Well, there’s a fabled Nazi ghost train buried in a tunnel in Poland, although that plot thread is just a setup. He also writes about Putin and his plan to take over Belarus with the help of a motorcycle gang known as the Night Wolves. And then he imagines a Russian named Simon who, having been put in charge of orchestrating a coup in Belarus, decides that orchestrating Putin’s removal from office would enhance his life expectancy. To cap it off, the plan involves starting World War III. In other words, just another day for Pike Logan and his Taskforce pals.
Aaron and Shoshana, who have turned into series regulars, play a central role in Ghosts of War. They need Pike and Jennifer to help them recover a Torah that was stolen from the ghost train -- and to grab it before it is stolen again. Of course, the mission doesn’t go as planned, giving Pike and the gang a chance to get mixed up in the competing shenanigans of Putin and Simon.
About a third of the way into the novel, an unlikely world-changing event occurs. I got the impression that Taylor succumbed to the thriller writer’s temptation to make the events in each new novel a little more outrageous than the last one, as if readers won’t continue with the series otherwise. When a series like this one depends on credibility, I think that’s a bad choice. Fortunately, the stories are still fun.

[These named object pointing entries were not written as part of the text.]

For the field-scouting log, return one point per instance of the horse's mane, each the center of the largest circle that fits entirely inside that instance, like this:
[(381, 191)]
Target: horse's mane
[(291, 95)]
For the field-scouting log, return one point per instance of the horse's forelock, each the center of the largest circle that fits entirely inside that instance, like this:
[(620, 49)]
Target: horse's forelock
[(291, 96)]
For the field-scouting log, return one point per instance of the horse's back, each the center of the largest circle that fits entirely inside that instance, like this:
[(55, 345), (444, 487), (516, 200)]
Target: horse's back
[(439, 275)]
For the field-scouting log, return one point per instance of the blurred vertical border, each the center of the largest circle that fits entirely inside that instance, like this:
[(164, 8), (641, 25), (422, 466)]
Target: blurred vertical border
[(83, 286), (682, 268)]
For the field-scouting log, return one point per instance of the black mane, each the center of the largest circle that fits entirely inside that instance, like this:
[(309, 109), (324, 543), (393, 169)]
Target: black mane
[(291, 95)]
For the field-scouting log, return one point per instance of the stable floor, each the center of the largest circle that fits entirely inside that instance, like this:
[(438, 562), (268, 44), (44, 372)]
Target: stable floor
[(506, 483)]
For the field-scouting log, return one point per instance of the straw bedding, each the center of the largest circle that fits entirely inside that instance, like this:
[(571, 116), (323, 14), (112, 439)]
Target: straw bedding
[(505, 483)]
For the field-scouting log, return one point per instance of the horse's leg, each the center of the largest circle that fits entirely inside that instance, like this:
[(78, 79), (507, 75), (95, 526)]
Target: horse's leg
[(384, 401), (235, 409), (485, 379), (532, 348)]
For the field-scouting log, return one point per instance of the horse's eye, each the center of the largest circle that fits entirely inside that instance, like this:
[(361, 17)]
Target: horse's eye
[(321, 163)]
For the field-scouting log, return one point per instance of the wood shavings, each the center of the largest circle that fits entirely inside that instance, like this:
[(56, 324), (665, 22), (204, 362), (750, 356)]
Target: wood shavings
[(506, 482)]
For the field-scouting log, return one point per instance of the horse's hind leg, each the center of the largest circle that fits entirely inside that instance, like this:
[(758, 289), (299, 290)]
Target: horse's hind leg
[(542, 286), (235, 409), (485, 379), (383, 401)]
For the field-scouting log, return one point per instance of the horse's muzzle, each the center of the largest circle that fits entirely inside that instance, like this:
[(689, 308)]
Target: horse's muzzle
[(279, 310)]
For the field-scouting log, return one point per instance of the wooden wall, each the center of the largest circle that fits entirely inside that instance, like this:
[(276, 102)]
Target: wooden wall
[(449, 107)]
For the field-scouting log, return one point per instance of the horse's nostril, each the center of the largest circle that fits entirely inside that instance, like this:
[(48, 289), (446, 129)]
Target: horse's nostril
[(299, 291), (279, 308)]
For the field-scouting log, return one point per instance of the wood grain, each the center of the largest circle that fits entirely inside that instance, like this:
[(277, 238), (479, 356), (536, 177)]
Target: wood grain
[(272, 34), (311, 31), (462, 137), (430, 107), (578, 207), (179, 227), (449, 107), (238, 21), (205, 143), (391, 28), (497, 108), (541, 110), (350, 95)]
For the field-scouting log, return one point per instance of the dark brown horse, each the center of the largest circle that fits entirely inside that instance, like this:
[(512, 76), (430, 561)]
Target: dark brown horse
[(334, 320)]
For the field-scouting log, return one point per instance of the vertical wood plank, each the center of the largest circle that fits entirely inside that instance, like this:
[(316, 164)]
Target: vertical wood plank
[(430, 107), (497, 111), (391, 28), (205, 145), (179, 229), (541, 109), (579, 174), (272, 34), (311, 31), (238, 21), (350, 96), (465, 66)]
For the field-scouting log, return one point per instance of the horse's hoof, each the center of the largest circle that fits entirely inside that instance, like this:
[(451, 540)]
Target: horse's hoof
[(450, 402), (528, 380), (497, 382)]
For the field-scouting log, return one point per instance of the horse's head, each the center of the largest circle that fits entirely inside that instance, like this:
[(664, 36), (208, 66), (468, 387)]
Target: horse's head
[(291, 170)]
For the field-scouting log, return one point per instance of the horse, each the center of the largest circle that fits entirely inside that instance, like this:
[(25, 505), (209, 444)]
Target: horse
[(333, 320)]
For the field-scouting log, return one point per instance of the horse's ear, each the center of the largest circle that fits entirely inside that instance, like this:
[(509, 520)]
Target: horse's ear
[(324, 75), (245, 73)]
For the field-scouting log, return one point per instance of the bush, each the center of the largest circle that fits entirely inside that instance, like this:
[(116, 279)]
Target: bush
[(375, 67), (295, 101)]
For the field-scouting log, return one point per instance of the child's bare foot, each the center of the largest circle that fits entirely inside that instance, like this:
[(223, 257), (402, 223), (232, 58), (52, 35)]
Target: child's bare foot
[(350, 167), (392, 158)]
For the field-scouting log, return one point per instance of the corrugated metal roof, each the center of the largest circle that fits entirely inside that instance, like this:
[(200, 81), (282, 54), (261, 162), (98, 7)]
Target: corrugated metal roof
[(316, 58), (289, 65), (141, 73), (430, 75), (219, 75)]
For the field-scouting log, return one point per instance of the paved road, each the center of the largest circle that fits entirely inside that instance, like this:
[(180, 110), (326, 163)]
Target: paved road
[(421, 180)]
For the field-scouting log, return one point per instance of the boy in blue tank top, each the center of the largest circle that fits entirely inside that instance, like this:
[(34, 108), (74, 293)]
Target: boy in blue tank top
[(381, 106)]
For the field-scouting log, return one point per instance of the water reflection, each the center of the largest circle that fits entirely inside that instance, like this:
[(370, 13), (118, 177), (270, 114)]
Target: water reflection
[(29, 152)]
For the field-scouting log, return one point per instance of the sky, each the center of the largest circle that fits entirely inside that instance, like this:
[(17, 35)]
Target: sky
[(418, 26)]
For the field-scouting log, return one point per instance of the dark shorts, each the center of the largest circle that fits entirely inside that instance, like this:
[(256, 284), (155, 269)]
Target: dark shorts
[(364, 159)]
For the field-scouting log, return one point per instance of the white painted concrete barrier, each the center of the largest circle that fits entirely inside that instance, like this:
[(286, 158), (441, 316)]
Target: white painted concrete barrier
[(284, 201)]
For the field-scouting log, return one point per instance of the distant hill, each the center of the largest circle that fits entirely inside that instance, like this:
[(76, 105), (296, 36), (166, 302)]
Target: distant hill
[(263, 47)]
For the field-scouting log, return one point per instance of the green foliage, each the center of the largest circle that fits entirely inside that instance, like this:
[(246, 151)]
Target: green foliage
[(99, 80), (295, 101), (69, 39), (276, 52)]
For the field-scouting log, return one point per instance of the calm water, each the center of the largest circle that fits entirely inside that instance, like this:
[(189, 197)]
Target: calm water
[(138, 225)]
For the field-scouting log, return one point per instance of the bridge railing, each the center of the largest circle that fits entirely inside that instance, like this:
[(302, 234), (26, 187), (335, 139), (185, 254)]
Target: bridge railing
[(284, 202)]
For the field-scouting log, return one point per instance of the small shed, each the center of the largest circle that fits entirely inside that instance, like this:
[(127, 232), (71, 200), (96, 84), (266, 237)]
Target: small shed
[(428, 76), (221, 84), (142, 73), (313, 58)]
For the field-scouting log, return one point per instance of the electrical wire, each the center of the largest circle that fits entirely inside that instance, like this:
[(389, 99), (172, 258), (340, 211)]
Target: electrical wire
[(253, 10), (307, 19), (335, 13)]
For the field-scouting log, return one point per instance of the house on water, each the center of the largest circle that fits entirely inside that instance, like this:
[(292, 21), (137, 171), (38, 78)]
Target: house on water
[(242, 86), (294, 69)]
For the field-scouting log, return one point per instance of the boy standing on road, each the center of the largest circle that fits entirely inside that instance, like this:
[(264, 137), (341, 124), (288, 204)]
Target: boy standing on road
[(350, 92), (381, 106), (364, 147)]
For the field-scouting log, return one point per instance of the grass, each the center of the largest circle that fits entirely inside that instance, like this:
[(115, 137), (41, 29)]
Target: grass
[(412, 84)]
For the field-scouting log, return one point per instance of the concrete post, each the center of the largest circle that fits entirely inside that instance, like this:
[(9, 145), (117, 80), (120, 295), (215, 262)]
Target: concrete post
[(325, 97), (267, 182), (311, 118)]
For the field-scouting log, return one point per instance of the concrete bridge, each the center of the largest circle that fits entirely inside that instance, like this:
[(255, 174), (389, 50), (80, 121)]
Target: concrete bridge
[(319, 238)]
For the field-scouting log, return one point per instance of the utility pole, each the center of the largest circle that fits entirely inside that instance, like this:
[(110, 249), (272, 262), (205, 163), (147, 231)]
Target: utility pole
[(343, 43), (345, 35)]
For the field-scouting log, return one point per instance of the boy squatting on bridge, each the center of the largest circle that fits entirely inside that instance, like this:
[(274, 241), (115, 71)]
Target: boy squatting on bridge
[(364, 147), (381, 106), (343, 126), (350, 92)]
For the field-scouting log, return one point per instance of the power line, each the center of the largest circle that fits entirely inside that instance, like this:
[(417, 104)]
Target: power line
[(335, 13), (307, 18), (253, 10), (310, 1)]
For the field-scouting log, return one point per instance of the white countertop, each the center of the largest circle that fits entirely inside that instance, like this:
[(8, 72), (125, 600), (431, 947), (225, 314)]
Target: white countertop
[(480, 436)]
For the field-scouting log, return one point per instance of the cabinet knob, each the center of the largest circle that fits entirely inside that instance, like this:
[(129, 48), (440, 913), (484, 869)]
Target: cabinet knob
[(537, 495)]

Ghosts of War also seems a bit off. It lacks the consistent narrative voice that characterizes the other Taskforce novels. It also has the feeling of being rushed, which hasn’t been true of Taylor’s past efforts despite the speed with which he churns out new novels. More polishing of the prose would have turned this into a better novel.
As usual, Taylor has a more subtle understanding of world affairs than most authors who write thrillers of this nature. He lampoons military commanders who think that the United States should respond to every provocation with war. He makes clear that even a show of military strength is likely to begin a needless war. Of course, the real world doesn’t have Pike Logan jetting around to solve problems, but Taylor nevertheless makes a persuasive case against saber rattling as a primary instrument of foreign policy.
The crisis resolves more easily than I expect from Taskforce novels. The level of tension that Taylor creates in most of his other books is absent in this one. While I enjoy this series and had fun reading the book, I regard Ghosts of War as a weaker installment than most of the earlier novels in the series.